When they were gone and her mouth was rimmed purple with their juice, Second Wife raised her eyes, and the tree, sensing she still hungered, shuddered until she was once again showered with berries. This second feast sated her and she curled into the roots at the base of the tree.
The feasting became a ritual; no matter what she had eaten or how much, she craved the berries.
In her final months they were all she ate, greedily sucking them into her mouth like a child at the breast, juice dripping from her chin.
Gradually her hair began to darken and her eyes lost their blueness, hazing into green.
Her skin, once golden, lost its colour even though she sat in the glare of the sun for hours at a time, consuming juniper berries.
Her nature, once prone to blazing up, settled to a contented hum.
Marlechina watched her mother from a distance, from the windows of her attic room, fingering the ribbons in her hair, singing quietly.
She gave birth beneath the juniper tree.
She’d woken in the middle of the night, pains familiar and strangely comforting, rippling across her abdomen.
From the garden she could hear – ever so faintly – the song of the bird.
She slid from the bed, away from her husband’s snoring bulk, and wrapped a shawl about her shoulders.
Her feet took her where her mind did not think to go, a movement without thought but necessary nonetheless.

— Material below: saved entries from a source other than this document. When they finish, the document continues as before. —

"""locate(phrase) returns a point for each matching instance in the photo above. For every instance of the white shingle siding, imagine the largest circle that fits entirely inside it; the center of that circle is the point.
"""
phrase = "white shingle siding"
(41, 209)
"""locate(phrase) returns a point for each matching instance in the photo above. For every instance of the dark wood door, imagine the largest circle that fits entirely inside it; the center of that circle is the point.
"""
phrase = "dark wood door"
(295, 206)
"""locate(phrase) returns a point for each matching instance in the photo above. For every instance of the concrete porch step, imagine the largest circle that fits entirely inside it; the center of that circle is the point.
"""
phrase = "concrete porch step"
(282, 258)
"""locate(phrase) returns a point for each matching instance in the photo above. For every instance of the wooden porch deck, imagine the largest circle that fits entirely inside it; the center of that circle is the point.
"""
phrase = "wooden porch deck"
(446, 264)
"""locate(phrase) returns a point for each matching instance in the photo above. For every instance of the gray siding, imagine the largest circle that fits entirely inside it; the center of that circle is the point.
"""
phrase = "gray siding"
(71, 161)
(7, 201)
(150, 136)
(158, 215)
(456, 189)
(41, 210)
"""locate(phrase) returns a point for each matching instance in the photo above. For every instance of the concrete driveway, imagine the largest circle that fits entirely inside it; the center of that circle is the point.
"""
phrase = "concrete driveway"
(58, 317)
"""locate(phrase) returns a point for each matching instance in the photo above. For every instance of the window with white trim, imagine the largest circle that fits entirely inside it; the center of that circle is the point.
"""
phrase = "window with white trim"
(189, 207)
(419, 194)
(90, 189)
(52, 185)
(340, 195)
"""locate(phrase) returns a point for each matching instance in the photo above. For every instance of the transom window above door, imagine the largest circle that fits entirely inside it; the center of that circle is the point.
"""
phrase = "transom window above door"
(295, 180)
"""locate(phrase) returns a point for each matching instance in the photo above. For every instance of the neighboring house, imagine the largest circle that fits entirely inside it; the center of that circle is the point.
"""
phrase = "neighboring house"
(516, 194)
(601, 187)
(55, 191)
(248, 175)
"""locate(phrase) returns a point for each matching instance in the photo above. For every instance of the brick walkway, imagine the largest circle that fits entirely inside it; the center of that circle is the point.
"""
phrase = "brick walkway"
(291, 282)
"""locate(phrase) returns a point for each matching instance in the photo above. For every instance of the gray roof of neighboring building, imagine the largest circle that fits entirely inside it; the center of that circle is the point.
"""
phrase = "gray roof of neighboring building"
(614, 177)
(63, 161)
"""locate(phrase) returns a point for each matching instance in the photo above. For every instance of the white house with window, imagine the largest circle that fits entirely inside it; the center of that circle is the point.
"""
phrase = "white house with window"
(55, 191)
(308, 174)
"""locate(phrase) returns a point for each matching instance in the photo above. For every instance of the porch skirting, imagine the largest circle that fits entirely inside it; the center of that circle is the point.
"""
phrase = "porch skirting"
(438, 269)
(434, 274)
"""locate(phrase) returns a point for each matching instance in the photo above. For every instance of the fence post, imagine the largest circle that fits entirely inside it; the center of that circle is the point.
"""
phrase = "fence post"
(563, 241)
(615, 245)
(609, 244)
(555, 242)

There was no sign of the bird, but the tree welcomed her. She sank to the ground between its roots, and felt the pressure of a child anxious to enter the world. The smell of juniper berries was strong as her water broke. The child came swiftly.

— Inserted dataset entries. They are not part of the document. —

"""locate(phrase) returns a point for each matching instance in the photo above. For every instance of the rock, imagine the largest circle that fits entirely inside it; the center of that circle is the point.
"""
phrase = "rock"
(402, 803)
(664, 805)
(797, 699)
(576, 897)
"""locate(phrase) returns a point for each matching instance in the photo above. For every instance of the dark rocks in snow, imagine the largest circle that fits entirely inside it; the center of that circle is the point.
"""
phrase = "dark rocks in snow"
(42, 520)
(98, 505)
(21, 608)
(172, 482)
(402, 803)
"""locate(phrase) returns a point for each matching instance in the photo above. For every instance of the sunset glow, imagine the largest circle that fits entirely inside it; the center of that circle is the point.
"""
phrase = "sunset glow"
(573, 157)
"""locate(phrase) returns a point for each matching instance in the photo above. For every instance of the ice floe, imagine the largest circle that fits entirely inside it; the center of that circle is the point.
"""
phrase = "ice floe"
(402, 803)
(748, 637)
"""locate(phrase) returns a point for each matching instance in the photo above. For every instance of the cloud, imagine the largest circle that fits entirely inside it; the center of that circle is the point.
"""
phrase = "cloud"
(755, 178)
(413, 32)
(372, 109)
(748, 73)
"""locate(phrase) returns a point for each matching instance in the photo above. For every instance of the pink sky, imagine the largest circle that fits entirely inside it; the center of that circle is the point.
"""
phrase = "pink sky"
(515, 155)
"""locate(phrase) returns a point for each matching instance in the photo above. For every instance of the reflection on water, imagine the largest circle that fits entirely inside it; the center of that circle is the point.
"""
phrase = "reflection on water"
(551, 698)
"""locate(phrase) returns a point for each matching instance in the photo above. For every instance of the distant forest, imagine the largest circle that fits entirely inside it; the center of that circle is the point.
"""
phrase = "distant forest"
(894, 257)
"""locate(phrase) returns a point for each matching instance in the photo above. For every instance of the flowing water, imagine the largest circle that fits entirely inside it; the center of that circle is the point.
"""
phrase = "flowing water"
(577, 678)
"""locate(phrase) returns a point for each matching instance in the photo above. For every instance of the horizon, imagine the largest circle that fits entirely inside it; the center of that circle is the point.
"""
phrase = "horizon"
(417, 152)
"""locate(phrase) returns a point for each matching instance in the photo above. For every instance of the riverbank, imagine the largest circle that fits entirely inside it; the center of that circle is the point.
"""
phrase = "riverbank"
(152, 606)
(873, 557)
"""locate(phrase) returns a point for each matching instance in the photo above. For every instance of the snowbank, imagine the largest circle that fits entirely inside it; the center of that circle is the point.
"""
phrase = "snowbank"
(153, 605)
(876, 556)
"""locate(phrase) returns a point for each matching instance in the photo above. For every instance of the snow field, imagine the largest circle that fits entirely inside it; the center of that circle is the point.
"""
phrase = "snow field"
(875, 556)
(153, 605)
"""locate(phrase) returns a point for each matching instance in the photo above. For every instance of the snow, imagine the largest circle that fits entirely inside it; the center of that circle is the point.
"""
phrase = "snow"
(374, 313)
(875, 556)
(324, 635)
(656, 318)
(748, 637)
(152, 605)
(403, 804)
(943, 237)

Marlechina, in her attic room, woke to the sound of birdsong. She looked from the window. The white of her mother’s nightgown caught her attention and she left her room, swiftly and silently.

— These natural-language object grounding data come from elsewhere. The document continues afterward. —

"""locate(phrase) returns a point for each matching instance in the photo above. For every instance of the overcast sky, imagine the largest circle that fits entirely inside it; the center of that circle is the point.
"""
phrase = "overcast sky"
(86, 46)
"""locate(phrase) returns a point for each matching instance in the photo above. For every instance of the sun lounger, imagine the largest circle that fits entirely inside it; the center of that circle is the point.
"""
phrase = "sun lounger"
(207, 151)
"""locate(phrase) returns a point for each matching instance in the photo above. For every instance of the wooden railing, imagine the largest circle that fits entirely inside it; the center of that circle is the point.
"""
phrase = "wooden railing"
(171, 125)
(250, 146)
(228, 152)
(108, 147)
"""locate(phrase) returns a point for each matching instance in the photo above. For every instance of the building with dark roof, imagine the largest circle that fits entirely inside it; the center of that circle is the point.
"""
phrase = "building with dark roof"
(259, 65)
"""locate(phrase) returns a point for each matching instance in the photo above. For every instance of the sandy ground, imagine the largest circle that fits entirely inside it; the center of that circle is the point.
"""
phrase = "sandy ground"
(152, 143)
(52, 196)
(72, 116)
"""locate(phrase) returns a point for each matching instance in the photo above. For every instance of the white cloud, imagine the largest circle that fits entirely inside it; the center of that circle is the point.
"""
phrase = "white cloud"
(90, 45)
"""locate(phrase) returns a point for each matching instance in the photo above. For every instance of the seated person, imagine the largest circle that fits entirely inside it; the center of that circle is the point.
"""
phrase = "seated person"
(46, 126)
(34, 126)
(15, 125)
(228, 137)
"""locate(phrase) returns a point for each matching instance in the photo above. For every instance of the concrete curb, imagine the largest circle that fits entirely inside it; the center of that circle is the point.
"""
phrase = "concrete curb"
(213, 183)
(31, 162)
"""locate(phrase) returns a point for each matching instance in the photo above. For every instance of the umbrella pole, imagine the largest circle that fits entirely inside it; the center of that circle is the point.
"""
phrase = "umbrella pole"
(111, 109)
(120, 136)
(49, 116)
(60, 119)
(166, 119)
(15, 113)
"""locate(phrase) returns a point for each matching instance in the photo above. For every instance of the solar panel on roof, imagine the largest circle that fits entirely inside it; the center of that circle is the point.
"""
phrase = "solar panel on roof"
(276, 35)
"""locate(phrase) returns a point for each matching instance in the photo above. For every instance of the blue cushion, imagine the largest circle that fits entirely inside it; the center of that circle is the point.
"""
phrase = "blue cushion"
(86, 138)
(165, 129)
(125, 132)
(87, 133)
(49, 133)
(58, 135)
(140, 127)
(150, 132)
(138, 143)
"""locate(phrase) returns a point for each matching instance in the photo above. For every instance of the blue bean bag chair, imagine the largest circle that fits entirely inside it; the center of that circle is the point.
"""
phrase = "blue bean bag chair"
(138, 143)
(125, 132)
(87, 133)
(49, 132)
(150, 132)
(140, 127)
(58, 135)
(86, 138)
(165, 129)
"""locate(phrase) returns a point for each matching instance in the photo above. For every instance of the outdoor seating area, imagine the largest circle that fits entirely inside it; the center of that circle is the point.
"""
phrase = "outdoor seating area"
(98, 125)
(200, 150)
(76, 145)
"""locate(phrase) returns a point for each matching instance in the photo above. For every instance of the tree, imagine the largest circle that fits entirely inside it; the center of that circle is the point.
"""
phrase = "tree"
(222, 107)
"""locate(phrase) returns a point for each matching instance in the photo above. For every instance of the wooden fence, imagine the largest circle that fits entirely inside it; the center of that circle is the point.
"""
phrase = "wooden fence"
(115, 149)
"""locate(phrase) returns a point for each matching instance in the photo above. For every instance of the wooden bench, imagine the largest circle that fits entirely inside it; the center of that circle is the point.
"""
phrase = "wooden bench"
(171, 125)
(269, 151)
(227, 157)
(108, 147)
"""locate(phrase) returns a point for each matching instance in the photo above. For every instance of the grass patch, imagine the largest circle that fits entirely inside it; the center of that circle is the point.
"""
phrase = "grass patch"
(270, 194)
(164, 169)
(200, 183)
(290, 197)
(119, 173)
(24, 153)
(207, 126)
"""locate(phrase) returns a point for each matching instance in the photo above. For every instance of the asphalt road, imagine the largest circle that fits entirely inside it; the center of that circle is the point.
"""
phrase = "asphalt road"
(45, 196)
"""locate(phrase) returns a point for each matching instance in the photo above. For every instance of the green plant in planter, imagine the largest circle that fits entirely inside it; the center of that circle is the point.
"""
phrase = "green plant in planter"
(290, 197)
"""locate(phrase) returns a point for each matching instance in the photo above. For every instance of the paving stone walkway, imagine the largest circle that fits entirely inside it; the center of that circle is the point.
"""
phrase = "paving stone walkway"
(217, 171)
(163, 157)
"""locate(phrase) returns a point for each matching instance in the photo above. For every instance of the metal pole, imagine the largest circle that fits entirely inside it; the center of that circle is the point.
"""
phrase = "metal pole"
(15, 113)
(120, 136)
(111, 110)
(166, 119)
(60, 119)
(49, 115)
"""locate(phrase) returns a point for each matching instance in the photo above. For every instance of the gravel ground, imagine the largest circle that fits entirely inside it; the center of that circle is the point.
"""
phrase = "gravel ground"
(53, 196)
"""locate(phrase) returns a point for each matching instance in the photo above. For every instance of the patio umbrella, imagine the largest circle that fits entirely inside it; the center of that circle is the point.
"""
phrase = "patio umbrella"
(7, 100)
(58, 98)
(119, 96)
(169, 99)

Second Wife looked up at her daughter and wept. She lifted the child.
It was the doll. Simah’s doll, streaked with blood and birth fluids, still, hard, soulless. Second Wife sobbed.
The bird perched at the top of the tree. In its beak, a juniper berry once again. It dropped the berry into Marlechina’s waiting hands. She knelt and gently squeezed the berry between the doll’s ever-so-slightly parted lips.
There was a catch of breath; the doll gasped and moved in her mother’s arms. Her flesh became malleable, soft and warm as she squirmed, growing rapidly before their eyes.
Marlechina lifted the child, and found her eyes open wide, deep and knowing.
Simah’s eyes. The child became heavier. Marlechina had to put her down and within minutes the baby was no more.
Simah stood before them, naked, and exactly as she had been on the day of her death.
Except for the little finger of her left hand, which was missing.
The sisters looked at their mother, now almost bloodless, but smiling.
‘Take care of your sister, Marlechina.’ As the little girls watched, the earth beneath their mother’s body opened and drew her down, to rest beneath the juniper tree.